The first step in constructing an MPEG-7 compatible video management system is to decide what kind of queries will be supported and then to design an MPEG-7 profile accordingly. The representation of video is crucial since it directly affects the system's performance. There is a trade-off between the accuracy of representation and the speed of access: more detailed representation will enable more detailed queries but will also result in longer response time during retrieval. Keeping these factors in mind, we decided to use the MPEG-7 profile shown in Figure 1, below. This is adapted from the detailed audiovisual profile proposed in [ 5 ] to represent image, audio and video collections. Our profile corresponds to the video representation portion of the detailed audiovisual profile, with our own interpretation of what to represent with Keyframes, Still and Moving Regions so that our system can support the wide range of queries it is designed for. First, audio and visual data are separated using Media Source Decomposition. Then, visual content is hierarchically decomposed into smaller structural and semantic units. An example of video decomposition according to this profile is shown in Figure Figure 2, below.
Temporal Decomposition of video into shots. Video is partitioned into non-overlapping video segments called shots, each having a temporal location (start time and duration), semantic annotation to describe the objects and/or events in the shot with free text, keyword and structured annotation and visual descriptor (e.g., motion, GoF/GoP descriptors). A shot is a sequence of frames captured by a single camera in a single continuous action. Shot boundaries are the transitions between shots. They can be abrupt (cut) or gradual (fade, dissolve, wipe, morph).
Temporal Decomposition of shots.
The background content of the shots does not change much, especially if the camera is not moving. This static content can be represented with a single keyframe or a few keyframes if there is a considerable amount of change in the visual appearance (e.g., in case of camera motion). Therefore, each shot is decomposed into smaller, more homogeneous video segments (keysegments) which are represented by keyframes. Each keyframe is described by a temporal location, semantic annotation and a set of visual descriptors. The visual descriptors are extracted from the frame as a whole.
Each keyframe is also decomposed into a set of non-overlapping Still Regions (Spatio-temporal Decomposition) to be able to keep more detailed region-based information in the form of spatial location by the Minimum Bounding Rectangle (MBR) of the region, semantic annotation and region-based visual descriptors.
Spatio-temporal Decomposition of shots into Moving Regions. Each shot is also decomposed into a set of Moving Regions to represent the dynamic and more important contents of the shots corresponding to the salient objects. Therefore, more information needs to be stored for Moving Regions. The term "Moving Regions" as used in MPEG-7 is somewhat confusing in this context. The objects do not need to be moving to be qualified as a Moving Regions, they should only be salient. Hence, a salient object within a shot that is stationary is represented as a Moving Region. Faces are also represented with Moving Regions, having an additional visual descriptor: Face Recognition Descriptor (FRD). Please see Figure 3 below.

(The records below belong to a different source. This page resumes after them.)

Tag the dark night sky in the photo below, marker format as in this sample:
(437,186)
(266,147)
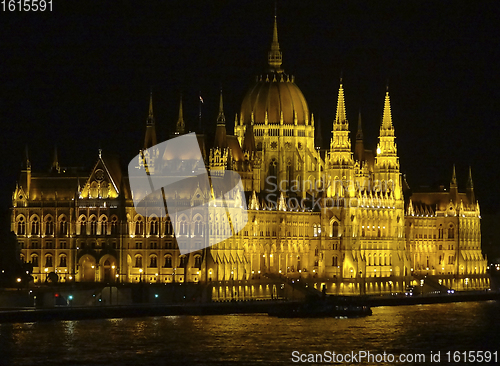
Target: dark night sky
(79,77)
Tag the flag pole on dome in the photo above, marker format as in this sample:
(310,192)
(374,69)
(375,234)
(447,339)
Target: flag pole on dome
(200,102)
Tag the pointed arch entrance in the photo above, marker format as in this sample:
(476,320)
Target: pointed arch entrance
(109,268)
(87,268)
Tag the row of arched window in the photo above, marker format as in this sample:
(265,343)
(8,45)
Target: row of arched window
(168,261)
(49,262)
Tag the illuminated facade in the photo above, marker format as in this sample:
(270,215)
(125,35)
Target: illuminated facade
(336,217)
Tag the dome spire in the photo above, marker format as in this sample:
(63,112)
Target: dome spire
(180,127)
(221,119)
(150,137)
(274,56)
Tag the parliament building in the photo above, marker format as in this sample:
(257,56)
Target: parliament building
(341,218)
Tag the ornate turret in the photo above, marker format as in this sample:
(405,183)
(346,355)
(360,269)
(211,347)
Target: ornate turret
(454,186)
(249,139)
(341,143)
(387,146)
(180,126)
(318,141)
(55,162)
(470,188)
(150,137)
(359,150)
(220,131)
(387,161)
(274,56)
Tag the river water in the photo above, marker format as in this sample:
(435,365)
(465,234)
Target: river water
(257,339)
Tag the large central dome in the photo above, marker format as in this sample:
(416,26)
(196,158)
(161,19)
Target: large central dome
(276,94)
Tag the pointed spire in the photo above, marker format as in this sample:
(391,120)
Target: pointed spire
(274,56)
(150,137)
(340,118)
(27,161)
(220,131)
(359,133)
(387,145)
(319,135)
(180,126)
(453,182)
(387,117)
(221,119)
(454,187)
(341,142)
(249,139)
(151,118)
(470,188)
(55,162)
(359,150)
(470,184)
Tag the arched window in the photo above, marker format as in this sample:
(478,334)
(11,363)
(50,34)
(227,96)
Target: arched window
(34,260)
(451,232)
(139,226)
(62,261)
(114,225)
(93,226)
(153,229)
(49,226)
(168,227)
(197,262)
(183,227)
(198,227)
(63,226)
(48,260)
(152,261)
(35,226)
(168,261)
(183,261)
(335,229)
(104,225)
(138,261)
(83,226)
(21,226)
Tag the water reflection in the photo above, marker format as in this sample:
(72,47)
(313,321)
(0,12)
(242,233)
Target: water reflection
(249,339)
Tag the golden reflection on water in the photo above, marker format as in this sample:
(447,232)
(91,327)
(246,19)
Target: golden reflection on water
(252,339)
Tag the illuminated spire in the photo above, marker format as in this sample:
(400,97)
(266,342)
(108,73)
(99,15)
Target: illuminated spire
(453,182)
(470,184)
(220,131)
(27,157)
(340,123)
(454,186)
(470,188)
(150,137)
(249,139)
(319,136)
(387,118)
(221,119)
(359,150)
(359,133)
(387,144)
(341,143)
(180,127)
(151,118)
(55,162)
(274,56)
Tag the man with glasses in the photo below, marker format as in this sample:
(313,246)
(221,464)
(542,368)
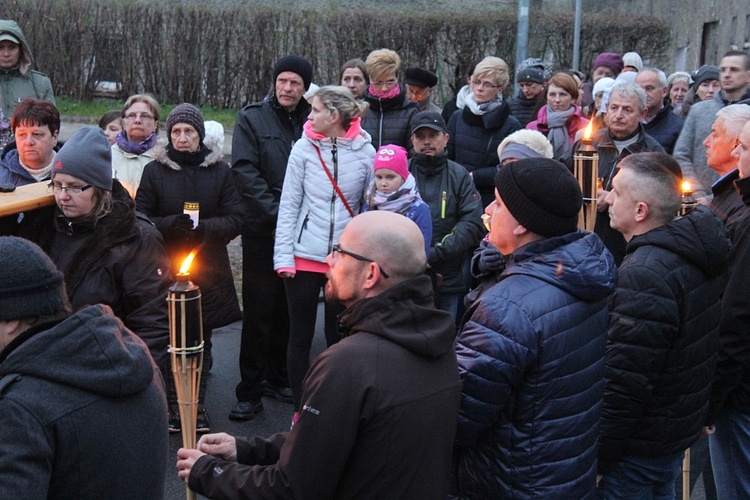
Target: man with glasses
(420,83)
(35,125)
(379,408)
(263,138)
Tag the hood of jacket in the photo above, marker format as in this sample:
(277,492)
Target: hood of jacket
(355,138)
(577,263)
(91,350)
(159,153)
(698,237)
(25,60)
(384,105)
(429,166)
(405,315)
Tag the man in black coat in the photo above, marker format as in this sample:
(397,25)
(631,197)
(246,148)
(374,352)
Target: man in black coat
(82,403)
(663,329)
(730,393)
(263,138)
(379,408)
(660,122)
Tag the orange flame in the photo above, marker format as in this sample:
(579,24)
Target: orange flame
(186,263)
(588,130)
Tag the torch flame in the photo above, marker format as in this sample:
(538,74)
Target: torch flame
(588,130)
(186,263)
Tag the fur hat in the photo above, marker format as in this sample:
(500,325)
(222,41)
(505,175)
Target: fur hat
(189,114)
(541,194)
(87,156)
(392,157)
(609,60)
(633,59)
(30,284)
(295,64)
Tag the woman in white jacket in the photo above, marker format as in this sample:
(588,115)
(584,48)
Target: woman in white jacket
(326,180)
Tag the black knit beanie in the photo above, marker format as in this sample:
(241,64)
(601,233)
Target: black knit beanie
(87,155)
(541,194)
(30,284)
(186,113)
(295,64)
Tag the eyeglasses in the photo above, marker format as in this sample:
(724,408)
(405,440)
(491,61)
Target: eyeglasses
(337,248)
(484,85)
(385,85)
(144,117)
(57,188)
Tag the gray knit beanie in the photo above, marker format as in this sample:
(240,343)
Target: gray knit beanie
(30,284)
(541,194)
(87,156)
(186,113)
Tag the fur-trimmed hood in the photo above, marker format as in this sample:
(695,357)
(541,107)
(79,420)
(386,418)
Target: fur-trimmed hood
(160,154)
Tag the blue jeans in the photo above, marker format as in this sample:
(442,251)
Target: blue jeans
(640,478)
(730,454)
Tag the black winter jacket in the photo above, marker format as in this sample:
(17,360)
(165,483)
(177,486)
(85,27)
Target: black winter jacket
(85,414)
(608,160)
(731,383)
(473,143)
(531,359)
(263,138)
(164,189)
(378,413)
(120,262)
(665,128)
(663,338)
(388,121)
(456,215)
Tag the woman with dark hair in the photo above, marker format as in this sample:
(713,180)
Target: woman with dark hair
(109,253)
(354,76)
(388,120)
(185,171)
(325,184)
(477,130)
(132,149)
(560,118)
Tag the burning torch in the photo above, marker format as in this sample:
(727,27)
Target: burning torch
(688,202)
(186,350)
(586,170)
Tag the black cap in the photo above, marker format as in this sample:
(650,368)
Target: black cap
(531,75)
(420,77)
(429,119)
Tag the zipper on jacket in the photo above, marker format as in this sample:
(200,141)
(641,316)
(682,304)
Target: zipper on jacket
(335,159)
(304,226)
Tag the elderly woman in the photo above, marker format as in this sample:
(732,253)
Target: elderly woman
(108,252)
(477,130)
(132,149)
(354,76)
(185,171)
(388,120)
(326,181)
(560,118)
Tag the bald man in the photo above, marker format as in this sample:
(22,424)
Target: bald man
(379,409)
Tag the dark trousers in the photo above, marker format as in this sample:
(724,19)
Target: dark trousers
(265,320)
(302,293)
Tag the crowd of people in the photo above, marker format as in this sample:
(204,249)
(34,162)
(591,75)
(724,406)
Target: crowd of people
(479,343)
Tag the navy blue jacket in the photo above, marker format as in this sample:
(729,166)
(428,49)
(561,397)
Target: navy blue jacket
(473,143)
(665,128)
(531,360)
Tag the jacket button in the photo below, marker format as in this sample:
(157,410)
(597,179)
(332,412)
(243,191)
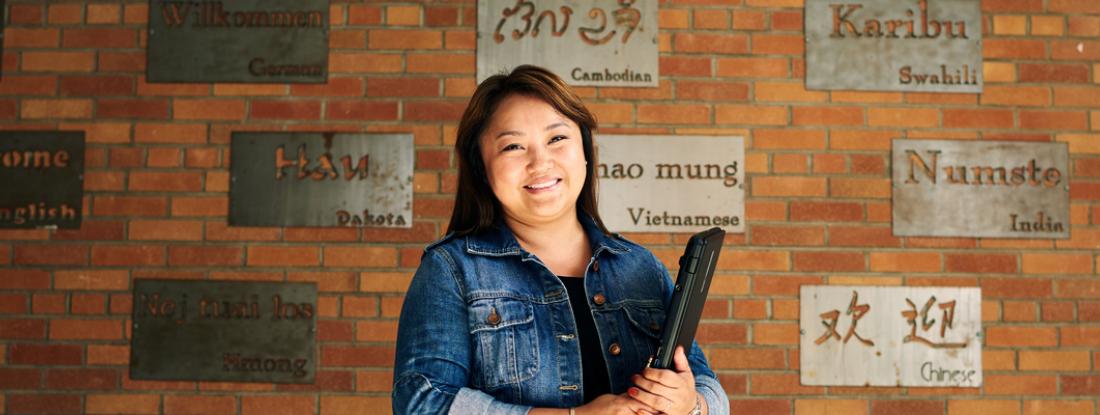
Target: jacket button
(493,318)
(600,299)
(615,349)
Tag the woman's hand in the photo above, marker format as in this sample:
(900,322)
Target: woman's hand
(614,404)
(668,391)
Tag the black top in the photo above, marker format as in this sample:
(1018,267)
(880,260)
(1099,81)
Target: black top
(592,357)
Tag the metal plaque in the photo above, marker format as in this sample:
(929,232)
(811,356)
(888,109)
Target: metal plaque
(238,41)
(980,188)
(320,179)
(906,45)
(877,336)
(223,330)
(671,184)
(42,173)
(593,43)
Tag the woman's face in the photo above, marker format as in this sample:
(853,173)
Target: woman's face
(535,160)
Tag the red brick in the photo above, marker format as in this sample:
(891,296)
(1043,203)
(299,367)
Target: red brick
(1013,48)
(99,37)
(359,110)
(1054,120)
(778,44)
(165,182)
(283,255)
(369,356)
(22,279)
(199,405)
(906,407)
(68,329)
(828,261)
(684,66)
(833,211)
(712,91)
(711,43)
(205,255)
(1015,287)
(1054,73)
(83,379)
(285,110)
(130,206)
(98,280)
(1018,336)
(403,87)
(1080,384)
(44,404)
(827,116)
(754,67)
(839,236)
(414,40)
(132,108)
(788,236)
(51,254)
(106,254)
(978,118)
(433,111)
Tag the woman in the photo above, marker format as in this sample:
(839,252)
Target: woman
(528,304)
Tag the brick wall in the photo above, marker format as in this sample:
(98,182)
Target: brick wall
(817,201)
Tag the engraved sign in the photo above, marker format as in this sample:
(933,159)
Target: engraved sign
(671,184)
(877,336)
(223,330)
(592,43)
(321,179)
(238,41)
(906,45)
(42,176)
(980,188)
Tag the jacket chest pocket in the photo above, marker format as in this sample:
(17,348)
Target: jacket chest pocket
(505,341)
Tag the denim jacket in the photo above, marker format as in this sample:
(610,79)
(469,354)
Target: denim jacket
(487,328)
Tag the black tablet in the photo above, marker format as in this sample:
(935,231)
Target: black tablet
(696,269)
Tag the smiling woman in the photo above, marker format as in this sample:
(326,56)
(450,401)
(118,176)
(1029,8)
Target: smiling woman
(529,304)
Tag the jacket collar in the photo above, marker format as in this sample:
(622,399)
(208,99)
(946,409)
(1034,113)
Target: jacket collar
(499,241)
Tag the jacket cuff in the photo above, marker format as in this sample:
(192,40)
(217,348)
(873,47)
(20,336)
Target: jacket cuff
(471,401)
(717,403)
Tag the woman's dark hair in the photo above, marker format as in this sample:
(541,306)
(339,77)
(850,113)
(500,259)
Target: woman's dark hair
(475,206)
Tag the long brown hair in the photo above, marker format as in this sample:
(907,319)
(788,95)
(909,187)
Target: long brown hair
(475,206)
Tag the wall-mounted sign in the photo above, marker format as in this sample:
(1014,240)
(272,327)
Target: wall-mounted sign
(238,41)
(876,336)
(906,45)
(42,176)
(980,188)
(671,184)
(223,330)
(320,179)
(593,43)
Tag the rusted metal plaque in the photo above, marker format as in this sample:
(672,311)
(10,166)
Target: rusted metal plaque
(42,176)
(671,184)
(320,179)
(238,41)
(906,45)
(593,43)
(980,188)
(877,336)
(223,330)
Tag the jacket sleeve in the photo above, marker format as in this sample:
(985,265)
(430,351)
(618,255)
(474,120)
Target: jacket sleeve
(706,382)
(431,366)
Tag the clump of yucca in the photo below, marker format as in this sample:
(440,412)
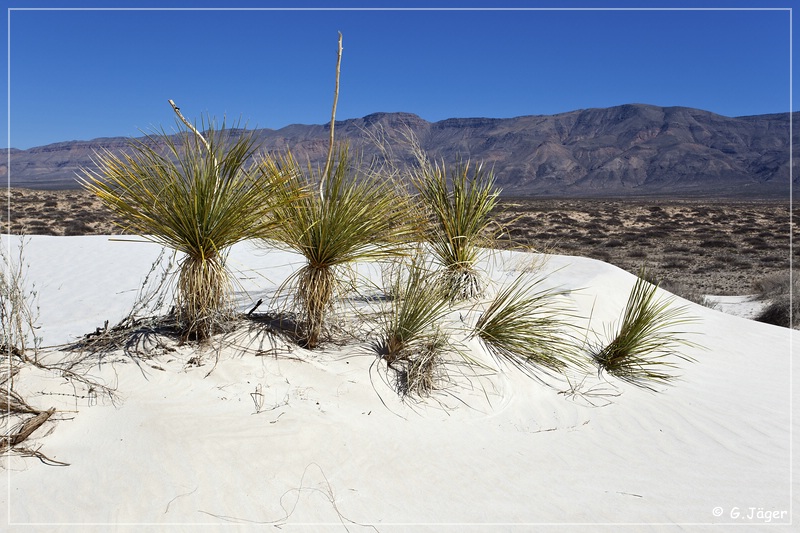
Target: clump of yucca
(459,205)
(358,215)
(526,326)
(646,337)
(410,340)
(198,195)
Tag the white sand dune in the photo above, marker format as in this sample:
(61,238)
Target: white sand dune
(332,447)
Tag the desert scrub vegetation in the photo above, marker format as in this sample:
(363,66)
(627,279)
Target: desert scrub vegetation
(198,195)
(459,204)
(780,291)
(640,346)
(358,215)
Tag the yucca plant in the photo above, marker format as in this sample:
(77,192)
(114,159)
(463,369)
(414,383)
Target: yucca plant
(459,204)
(410,340)
(526,325)
(197,194)
(647,336)
(358,216)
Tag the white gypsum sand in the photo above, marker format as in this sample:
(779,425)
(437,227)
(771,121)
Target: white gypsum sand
(319,440)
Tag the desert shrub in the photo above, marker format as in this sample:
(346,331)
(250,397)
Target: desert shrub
(360,216)
(717,243)
(646,336)
(198,196)
(77,227)
(777,284)
(781,311)
(459,216)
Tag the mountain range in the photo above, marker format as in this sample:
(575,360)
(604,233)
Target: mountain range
(627,150)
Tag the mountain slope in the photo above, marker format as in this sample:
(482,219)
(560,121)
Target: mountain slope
(631,149)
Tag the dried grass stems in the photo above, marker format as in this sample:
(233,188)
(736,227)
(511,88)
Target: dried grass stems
(362,216)
(21,347)
(527,325)
(410,339)
(196,195)
(647,339)
(146,329)
(459,205)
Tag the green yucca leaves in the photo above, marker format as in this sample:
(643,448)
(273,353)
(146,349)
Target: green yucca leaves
(410,340)
(646,337)
(460,213)
(359,217)
(195,198)
(527,327)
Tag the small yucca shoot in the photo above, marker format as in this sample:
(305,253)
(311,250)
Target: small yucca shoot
(459,216)
(358,217)
(528,327)
(410,340)
(647,336)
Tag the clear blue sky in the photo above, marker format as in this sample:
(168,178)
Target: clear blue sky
(82,74)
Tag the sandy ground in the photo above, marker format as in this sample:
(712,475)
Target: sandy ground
(252,433)
(694,247)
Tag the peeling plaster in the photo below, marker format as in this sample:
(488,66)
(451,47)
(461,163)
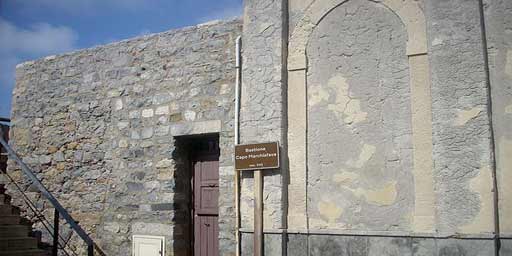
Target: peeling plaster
(463,116)
(344,177)
(383,196)
(366,154)
(482,185)
(347,108)
(508,109)
(505,176)
(508,63)
(329,211)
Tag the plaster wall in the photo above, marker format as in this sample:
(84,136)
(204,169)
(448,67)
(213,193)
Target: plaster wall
(498,23)
(359,139)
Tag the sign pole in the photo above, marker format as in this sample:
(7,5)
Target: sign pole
(257,158)
(258,213)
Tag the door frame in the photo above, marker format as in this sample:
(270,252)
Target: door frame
(193,156)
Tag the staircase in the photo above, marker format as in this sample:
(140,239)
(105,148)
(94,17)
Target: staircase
(15,232)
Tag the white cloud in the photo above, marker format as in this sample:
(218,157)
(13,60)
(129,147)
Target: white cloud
(18,44)
(226,13)
(40,39)
(83,6)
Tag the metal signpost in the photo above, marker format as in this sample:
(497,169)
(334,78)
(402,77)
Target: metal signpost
(257,157)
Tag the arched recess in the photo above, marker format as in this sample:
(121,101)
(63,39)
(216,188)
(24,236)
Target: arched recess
(410,13)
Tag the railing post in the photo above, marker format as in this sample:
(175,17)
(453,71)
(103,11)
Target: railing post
(55,232)
(90,249)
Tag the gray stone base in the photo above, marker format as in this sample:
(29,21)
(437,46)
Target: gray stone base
(340,245)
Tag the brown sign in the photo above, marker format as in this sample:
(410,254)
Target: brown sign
(257,156)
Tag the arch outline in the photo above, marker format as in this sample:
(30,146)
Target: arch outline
(413,18)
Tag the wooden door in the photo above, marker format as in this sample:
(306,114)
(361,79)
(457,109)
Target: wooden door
(206,211)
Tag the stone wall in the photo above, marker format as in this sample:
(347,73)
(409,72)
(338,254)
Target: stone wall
(100,126)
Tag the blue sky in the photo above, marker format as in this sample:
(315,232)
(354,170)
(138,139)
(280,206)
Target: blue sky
(31,29)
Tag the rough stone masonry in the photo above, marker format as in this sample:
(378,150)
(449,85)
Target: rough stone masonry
(393,118)
(100,127)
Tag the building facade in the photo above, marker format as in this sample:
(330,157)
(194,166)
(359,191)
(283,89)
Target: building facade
(394,120)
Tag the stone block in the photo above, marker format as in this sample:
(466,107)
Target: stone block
(465,247)
(297,245)
(333,245)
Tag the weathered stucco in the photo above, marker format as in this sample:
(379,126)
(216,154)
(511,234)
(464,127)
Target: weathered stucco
(499,35)
(359,120)
(461,124)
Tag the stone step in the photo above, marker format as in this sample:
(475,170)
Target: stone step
(30,252)
(9,231)
(9,210)
(18,243)
(5,199)
(10,220)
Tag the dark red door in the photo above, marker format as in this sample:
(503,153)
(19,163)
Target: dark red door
(206,212)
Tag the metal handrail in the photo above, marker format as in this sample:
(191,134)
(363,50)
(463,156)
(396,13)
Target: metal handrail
(58,207)
(40,216)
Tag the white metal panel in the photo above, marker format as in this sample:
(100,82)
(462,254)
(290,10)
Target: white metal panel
(148,245)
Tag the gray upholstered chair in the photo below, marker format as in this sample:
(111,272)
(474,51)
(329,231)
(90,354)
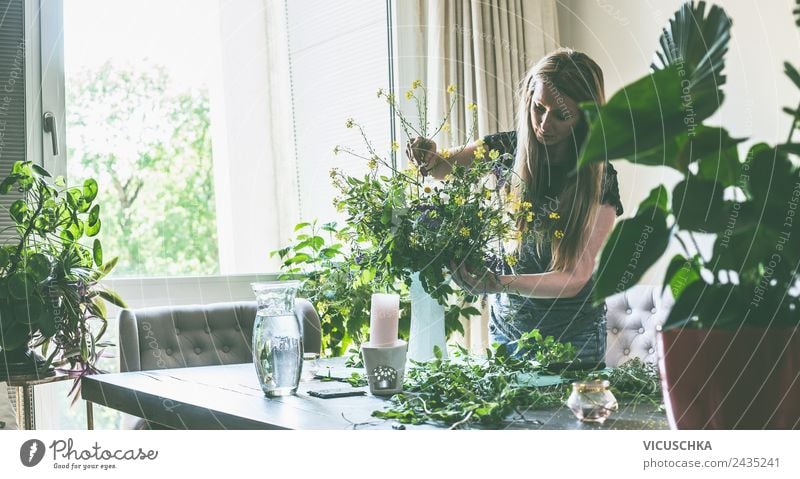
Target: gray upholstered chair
(187,336)
(191,336)
(633,318)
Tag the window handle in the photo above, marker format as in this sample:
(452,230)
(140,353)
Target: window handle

Since the position, shape, motion and visual appearance of the objects may change throughout the shot, features sampled at appropriate time points should be saved. Trajectory of an object is represented by Motion Trajectory descriptor. The MBRs and visual descriptors are stored by temporally decomposing the object into Still Regions. A new sample is taken at any time point (key time point) at which there is a certain amount of change in the descriptor values compared to the previous time point.